Siz planlama yaparken bunları göz ardı edemezsiniz. Bugün yine iki tane daha işte AVM yapılıyor, Yunus Emre Caddesi'nin o tarafa, isimlerini söylemeyelim. Ankara yoluna yapıyor, bu Tepebaşı'na buraya yapılıyor. Çevre yolu civarında yaptıklarınız bir ölçüde kabul edilebilir. Ama Yunus Emre Caddesi'nin trafik yükü belli, Sivrihisar Caddesi'nin belli, Vatan Caddesi'nin belli. O iki tane merkez yapıldığı zaman oranın trafiği Yılmaz Büyükerşen Bulvarı'ndan daha beter olacak. Yaşayıp göreceğiz. Niye bunları biz baştan planlamak zorunda? Hadi geçmiş geçmişte yapıldı, hata yapılmış, o olmuş, bu olmuş. Bundan sonrasında doğrusunu. Ya şunu da demiyoruz, buradaki tabii arsa sahiplerinin mallarının, mülklerinin değerlendirme hakları da var. Ama burada bu planlamayı da yapmak zorundayız. Ya da ona göre sokak, caddeler belirleyeceksiniz.
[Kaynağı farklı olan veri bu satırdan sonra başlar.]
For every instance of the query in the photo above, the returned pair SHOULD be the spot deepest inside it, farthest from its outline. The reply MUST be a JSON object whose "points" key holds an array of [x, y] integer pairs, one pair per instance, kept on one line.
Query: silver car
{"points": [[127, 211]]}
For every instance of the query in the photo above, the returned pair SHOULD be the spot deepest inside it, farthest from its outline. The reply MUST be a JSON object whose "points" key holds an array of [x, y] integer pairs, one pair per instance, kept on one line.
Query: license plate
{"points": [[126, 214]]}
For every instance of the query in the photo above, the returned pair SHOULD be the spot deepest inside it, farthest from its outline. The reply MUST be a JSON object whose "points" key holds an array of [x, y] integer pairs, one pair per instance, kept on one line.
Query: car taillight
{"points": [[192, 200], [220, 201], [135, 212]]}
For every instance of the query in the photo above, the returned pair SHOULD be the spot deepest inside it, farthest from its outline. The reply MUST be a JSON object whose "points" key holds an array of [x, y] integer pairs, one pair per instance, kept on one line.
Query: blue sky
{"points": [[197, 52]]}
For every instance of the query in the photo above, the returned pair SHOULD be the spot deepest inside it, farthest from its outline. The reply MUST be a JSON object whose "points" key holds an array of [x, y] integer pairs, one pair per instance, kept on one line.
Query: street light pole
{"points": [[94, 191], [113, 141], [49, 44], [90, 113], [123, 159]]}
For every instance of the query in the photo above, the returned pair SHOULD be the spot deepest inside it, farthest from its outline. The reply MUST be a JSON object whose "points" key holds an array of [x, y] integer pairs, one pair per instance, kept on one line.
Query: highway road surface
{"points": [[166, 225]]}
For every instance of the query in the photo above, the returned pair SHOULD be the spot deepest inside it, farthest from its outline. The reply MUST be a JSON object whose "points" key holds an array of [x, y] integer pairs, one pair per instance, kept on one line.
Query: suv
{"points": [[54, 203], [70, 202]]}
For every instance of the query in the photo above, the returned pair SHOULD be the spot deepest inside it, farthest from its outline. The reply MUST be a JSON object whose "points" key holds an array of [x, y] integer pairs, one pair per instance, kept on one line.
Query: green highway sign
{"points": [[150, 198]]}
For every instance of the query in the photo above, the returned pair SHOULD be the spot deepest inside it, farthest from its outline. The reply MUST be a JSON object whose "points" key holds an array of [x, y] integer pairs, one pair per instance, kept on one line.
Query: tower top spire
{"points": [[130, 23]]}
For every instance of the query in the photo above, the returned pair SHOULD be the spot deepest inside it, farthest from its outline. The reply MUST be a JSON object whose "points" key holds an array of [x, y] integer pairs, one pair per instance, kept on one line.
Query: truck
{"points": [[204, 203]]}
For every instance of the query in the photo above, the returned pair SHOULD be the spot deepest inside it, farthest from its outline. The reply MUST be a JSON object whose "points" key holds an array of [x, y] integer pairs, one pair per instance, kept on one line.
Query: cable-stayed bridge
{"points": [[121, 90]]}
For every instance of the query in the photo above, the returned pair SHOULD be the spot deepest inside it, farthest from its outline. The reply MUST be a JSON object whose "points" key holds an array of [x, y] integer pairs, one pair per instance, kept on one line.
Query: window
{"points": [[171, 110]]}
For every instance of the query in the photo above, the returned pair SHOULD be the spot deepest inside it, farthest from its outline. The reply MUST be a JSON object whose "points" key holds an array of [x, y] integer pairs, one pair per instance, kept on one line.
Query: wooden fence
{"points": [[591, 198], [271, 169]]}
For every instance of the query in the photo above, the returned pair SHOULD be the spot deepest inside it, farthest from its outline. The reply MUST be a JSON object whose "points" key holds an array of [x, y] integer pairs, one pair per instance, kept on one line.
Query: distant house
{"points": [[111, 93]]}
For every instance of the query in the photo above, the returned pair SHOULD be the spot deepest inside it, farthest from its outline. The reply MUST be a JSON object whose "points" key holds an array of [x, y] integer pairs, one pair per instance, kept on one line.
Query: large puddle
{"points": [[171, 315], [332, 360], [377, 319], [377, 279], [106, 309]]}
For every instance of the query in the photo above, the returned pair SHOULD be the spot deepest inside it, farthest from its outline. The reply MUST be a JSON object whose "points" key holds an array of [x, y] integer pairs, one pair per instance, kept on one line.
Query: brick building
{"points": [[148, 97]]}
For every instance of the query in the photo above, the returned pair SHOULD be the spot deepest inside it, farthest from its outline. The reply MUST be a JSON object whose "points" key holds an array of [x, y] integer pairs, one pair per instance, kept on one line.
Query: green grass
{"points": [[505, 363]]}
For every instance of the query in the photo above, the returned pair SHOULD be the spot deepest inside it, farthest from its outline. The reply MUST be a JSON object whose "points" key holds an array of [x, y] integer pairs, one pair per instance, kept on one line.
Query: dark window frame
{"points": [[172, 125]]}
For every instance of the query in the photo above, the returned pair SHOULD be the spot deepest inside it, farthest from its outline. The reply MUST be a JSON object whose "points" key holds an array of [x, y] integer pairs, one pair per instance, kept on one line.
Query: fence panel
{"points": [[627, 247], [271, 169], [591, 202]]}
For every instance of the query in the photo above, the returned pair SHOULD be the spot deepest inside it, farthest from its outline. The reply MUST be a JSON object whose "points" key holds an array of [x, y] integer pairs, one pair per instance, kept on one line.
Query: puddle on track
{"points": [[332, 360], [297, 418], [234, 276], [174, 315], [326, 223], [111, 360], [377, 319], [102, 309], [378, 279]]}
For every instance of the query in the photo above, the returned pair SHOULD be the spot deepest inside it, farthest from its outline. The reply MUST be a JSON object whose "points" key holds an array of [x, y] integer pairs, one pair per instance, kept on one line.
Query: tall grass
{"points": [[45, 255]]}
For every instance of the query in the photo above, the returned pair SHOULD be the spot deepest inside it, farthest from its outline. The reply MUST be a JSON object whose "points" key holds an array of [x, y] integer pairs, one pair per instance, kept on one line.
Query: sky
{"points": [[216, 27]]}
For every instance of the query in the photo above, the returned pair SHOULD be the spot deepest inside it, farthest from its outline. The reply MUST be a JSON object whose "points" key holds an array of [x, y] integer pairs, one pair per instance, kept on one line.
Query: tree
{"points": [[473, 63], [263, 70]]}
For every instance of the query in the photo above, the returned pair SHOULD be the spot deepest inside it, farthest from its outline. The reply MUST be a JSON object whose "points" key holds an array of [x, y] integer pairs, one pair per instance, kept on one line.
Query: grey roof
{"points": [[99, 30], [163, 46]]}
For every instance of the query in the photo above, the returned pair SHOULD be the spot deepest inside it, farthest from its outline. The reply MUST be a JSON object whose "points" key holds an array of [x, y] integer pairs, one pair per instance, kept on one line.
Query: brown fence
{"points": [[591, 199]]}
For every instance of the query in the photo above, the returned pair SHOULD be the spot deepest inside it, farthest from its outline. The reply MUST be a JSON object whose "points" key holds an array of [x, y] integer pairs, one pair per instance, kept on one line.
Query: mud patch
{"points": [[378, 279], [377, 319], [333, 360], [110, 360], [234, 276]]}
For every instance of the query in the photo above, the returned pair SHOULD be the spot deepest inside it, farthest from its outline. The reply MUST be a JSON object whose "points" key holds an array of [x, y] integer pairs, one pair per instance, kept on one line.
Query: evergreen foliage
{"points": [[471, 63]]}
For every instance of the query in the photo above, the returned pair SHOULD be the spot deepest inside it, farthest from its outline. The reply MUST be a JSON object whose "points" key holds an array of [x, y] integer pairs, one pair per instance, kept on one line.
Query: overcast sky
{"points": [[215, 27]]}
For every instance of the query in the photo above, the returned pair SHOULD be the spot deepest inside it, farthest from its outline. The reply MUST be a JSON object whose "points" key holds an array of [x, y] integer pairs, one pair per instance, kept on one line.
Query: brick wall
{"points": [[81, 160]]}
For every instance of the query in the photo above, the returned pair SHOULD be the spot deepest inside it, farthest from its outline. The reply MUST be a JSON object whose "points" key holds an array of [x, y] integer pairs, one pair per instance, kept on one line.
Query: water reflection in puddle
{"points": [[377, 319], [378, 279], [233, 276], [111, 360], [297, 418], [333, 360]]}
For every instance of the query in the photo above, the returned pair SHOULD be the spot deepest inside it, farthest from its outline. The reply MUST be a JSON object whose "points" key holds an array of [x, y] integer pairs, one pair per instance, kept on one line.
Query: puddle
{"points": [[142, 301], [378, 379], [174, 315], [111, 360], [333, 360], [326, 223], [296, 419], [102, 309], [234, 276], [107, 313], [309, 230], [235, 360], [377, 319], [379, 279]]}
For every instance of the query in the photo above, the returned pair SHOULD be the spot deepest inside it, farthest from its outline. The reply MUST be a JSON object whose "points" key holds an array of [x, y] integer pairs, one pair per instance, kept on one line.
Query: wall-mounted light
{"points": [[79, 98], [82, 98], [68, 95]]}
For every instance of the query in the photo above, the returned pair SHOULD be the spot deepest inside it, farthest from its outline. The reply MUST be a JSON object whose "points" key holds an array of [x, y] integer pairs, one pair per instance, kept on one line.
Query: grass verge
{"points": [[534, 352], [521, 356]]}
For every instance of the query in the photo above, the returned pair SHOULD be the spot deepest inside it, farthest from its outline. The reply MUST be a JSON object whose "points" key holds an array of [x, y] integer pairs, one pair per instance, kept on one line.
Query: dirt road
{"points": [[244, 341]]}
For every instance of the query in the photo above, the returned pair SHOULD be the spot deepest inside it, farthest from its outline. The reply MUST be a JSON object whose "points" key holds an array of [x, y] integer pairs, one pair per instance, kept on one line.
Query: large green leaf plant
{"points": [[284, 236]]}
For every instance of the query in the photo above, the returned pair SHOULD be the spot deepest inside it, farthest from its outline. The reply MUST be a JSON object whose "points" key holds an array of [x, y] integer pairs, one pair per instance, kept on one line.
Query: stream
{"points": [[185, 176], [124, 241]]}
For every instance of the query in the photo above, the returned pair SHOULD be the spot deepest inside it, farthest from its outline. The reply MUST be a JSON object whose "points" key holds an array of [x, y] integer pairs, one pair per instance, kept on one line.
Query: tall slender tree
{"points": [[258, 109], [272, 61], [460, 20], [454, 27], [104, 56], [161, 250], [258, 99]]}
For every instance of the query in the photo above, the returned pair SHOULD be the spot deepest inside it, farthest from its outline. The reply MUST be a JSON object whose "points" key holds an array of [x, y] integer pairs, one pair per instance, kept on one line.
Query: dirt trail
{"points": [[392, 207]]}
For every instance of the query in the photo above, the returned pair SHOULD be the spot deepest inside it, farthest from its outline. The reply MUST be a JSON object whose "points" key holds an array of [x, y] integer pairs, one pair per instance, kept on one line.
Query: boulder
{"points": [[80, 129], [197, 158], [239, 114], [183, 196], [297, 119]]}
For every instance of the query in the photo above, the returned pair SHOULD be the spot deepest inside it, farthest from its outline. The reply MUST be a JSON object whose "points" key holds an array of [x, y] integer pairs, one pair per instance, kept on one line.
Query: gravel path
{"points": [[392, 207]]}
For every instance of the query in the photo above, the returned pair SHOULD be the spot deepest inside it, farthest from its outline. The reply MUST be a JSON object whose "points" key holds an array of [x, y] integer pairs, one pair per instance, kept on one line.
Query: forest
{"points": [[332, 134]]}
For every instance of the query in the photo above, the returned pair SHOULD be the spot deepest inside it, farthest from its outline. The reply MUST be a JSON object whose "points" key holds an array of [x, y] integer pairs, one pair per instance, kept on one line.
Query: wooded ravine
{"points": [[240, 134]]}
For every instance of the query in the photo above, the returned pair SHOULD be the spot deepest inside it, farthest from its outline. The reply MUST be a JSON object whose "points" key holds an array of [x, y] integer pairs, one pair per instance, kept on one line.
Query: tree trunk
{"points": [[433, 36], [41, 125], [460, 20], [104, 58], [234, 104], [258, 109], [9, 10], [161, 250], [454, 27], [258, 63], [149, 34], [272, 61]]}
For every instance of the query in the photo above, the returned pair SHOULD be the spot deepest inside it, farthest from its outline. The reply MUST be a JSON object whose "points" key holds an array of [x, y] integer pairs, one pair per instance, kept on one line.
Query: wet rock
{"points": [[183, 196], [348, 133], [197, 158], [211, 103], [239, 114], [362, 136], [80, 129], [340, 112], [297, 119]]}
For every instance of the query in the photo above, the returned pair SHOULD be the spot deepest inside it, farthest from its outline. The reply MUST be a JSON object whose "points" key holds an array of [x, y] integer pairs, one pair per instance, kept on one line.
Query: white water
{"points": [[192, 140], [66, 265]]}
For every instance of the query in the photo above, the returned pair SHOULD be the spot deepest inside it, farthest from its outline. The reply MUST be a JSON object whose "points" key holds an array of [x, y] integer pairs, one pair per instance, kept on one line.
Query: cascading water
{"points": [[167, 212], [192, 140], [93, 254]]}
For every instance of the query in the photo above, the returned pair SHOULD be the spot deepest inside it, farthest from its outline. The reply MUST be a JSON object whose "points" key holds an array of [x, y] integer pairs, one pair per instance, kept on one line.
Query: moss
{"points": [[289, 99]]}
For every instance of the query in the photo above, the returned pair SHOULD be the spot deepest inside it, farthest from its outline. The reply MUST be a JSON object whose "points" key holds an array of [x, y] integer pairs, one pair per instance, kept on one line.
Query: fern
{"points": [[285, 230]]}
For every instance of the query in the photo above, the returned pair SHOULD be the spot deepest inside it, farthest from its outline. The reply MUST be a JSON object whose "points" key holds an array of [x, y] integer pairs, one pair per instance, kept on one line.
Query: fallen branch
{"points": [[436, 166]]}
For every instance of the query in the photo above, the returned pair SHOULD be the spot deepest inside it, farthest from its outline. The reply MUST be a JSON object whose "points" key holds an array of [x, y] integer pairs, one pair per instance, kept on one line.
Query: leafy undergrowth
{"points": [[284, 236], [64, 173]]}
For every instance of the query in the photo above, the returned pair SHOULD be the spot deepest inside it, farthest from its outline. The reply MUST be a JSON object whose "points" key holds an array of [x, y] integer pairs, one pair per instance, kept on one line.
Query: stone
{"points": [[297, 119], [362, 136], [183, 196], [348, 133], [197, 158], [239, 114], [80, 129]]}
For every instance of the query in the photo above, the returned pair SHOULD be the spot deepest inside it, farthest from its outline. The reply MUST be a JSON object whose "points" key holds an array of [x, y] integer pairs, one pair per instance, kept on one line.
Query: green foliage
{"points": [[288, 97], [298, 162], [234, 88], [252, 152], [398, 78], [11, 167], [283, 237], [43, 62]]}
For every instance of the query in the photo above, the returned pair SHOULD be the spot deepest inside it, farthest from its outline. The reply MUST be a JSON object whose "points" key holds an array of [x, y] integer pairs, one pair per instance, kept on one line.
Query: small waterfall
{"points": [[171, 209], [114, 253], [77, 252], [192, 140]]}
Mesela Yunus Emre Caddesi'yle alakalı. Hane sayısı arttı, araç sayısı arttı, trafik arttı ama cadde genişliği aynı kaldı. Ama işte biz bu imar planlarını yaparken bunları ne yazık ki hep atladık. E ben açıkça da söylüyorum, biliyorsunuz 1980'e kadar, hatta Özal dönemine kadar da yanlış hatırlamıyorsam tüm şehirlerin imar planları İmar İskan Bakanlığı tarafından yapılırdı. Sonra yerinde yönetim modeline geçişle birlikte yerel yönetimlere devredildi. Burada da rant, mat meseleleri başlayıp bu imar işi içinden çıkılmaz, yolsuzluğun kaynağı haline de geldi. Tüm Türkiye'de de zaten bugün yaşanan davaların büyük çoğunluğunun nedeni bu. Biz yeniden eskiye dönmeliyiz madem bunu beceremiyoruz.

Trafik polisini istediğiniz kadar arttıralım. Siz yolları yeterli genişlikte yapamazsınız. Şehir içi ulaşım hatlarını çoğaltamazsınız. Sorunlar düzelmez. İkide birde gündeme geliyor işte çevre yolu meselesi de. Tamam, haklısınız, gecikmiştir, şu bu. Peki 25 senedir siz kaç tane bulvar açtınız? Kent içi ulaşım için. Siz kendi yapmadığınızın hesabını niye başkasından soruyorsunuz? Siz ne yaptınız? Yani trafik polisini her sokağa bir tane polis koyalım. Neyi değiştirebileceğiz ki? Yeterli otoparkınız yoksa, yolunuz yoksa, neyi değiştirebileceğiz? Biz önce bunları yapmamız lazım ki o zaman polise bile gerek kalmayacak. Kimse meraklı mı ya ana caddenin üzerine arabasını bırakmaya? Orayı bırakması kendi malı için de risk. Ama mecbur kalıyor vatandaş. Bu mecburiyetten kurtarmamız lazım. Bu rahatlıktan da vatandaşımızın vazgeçmesi lazım. O da ayrı konu. Ama alternatif sunamıyoruz. Sıkıntımız bu. Yani yoksa sayıyı arttıralım, ne olacak ki?"